Background of students in Alternative Education: Interviews with a selected 2008 cohort

Background of students in Alternative Education: I...
01 Jan 1970

This report presents the findings from a research project carried out in 2008 on the educational histories and pathways of alternative education (A.E.) students in New Zealand.


The focus of this research was to document the "voices" of alternative education students, because there is no research in New Zealand that records their points of view about their educational experiences. The students’ stories capture four main aspects of their lives and educational experiences:

  • How students have experienced learning in their schooling so far;
  • The nature of their educational and social experiences in A.E. centres;
  • The impact of their health, friends, and family life experiences on their learning; and
  • What students consider to be their strengths, and aspirations for the future.

Key Results

  • All of the students (100%) interviewed at the AE centres in our study, told us that they enjoyed being at AE and 95% said they enjoyed learning again, since attending AE.
  • Most students (75%) had become disengaged with learning at secondary school (most in their first year).
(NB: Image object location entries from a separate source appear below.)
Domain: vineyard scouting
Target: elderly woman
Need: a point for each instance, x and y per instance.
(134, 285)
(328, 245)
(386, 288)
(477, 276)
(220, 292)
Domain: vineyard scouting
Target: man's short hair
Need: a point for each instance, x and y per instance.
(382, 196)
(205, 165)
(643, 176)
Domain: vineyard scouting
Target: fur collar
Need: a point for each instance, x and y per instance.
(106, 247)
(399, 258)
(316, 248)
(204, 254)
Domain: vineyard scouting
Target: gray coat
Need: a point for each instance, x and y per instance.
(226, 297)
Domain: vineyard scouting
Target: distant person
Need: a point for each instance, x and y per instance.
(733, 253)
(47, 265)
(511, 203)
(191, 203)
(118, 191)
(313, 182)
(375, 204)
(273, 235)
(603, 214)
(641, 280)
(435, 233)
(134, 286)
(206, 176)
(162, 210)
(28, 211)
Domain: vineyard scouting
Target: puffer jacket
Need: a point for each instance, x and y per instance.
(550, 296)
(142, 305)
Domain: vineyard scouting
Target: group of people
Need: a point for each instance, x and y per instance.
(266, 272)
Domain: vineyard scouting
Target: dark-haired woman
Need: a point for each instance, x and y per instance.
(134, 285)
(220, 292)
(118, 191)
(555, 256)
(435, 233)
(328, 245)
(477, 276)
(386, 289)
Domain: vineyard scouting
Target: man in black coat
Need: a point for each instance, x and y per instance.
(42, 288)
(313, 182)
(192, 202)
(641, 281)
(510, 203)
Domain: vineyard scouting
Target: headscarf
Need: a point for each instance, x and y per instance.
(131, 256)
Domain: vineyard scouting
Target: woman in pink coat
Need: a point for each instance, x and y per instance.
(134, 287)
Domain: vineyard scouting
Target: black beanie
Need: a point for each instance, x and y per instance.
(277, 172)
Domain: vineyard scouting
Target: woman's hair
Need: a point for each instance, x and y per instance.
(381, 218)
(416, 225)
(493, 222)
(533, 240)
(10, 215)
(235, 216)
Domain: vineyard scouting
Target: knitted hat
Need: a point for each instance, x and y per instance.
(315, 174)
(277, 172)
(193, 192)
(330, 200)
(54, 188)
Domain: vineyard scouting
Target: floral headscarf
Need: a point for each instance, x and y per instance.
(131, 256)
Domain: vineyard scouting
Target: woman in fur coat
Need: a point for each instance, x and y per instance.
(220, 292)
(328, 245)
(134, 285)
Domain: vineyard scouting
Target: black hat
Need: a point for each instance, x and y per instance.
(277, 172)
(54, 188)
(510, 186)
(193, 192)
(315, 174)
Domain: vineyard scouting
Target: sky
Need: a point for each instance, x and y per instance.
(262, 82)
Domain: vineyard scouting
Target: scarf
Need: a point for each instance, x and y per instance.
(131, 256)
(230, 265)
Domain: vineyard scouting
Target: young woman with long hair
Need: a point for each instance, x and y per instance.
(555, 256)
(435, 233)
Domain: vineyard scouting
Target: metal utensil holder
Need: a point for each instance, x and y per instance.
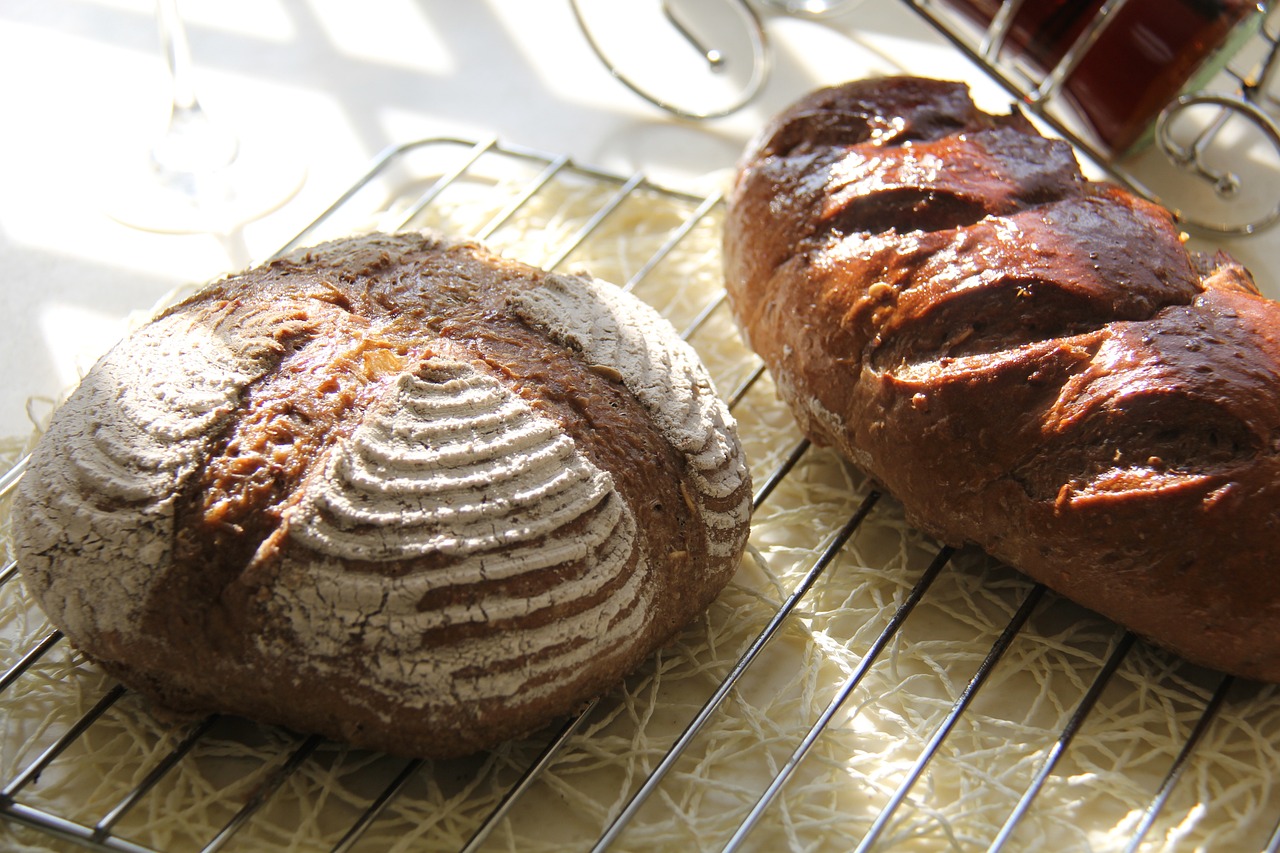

Many had been seriously disengaged.
  • A minority of students (25%) had begun to disengage at intermediate school.
  • The main reasons for disengagement at the secondary school level appeared to be firstly that students reported teachers as not knowing them or developing effective relationships with them, and secondly because there appeared to be a mismatch between their levels of achievement and teaching levels. In all cases where students identified the mismatch, the level at which teachers were teaching was too high.
  • Many of the young people were aware of their learning needs and were proactive in asking teachers for support, but reported not receiving it.
  • The study points to an ‘engagement’ gap appearing well before secondary schools become aware of students’ lack of presence (extended truancy).
  • The one-to-one help they were receiving from the AE tutors was helping them re-establish their confidence in their ability to learn and increasing their optimism and beliefs about their future.
  • Almost all students had enjoyed learning at primary school and had achieved reasonably well there.
  • Many students with learning delay or behavioural disorders believed that they had received effective interventions at primary school. However, their difficulties were such that curriculum adaption was likely to be required throughout their schooling for them to remain engaged and successful learners. This appeared not to be happening after primary school.
  • Several students who received counselling help at mainstream schools had found this to be unhelpful. Counselling without attention to the school factors that create or exacerbate learning problems is unlikely to be successful.
  • Most of these students have experienced problems in their family lives (violence, drugs and alcohol, gang connections, disorganisations and disruption, CYFs interventions, poverty, sexual abuse, etc).
  • Some students described more ‘normal’ family circumstances, but identified peer pressure (including gang involvement) as the reason for getting into trouble.
  • Most students demonstrated great strength and resilience in negotiating their personal circumstances, and now that they were with AE tutors who worked with them as people first, and learners secondly, they described how they have turned their previously negative attitudes around.
  • Once students join alternative education there appear to be limited processes and structures for them to return to mainstream secondary schools. They appear to be "lost to the system" and there are inherent inequities in having a separate system rather than investing in developing the capacity of secondary schools to teach all of their students successfully. Having a separate system, while providing a lifeline for disengaged students, adds nothing to the capacity of schools to learn more effective ways of engaging challenging students.
  • AE appears to be successful in restoring these young people’s sense of self-confidence and belonging, but this study provides little evidence that students in AE are leaving with the qualifications they require to be successful in the next stage of their lives. For 61% of the students, their AE centres were not sufficiently resourced to provide the catch-up learning they believed they needed.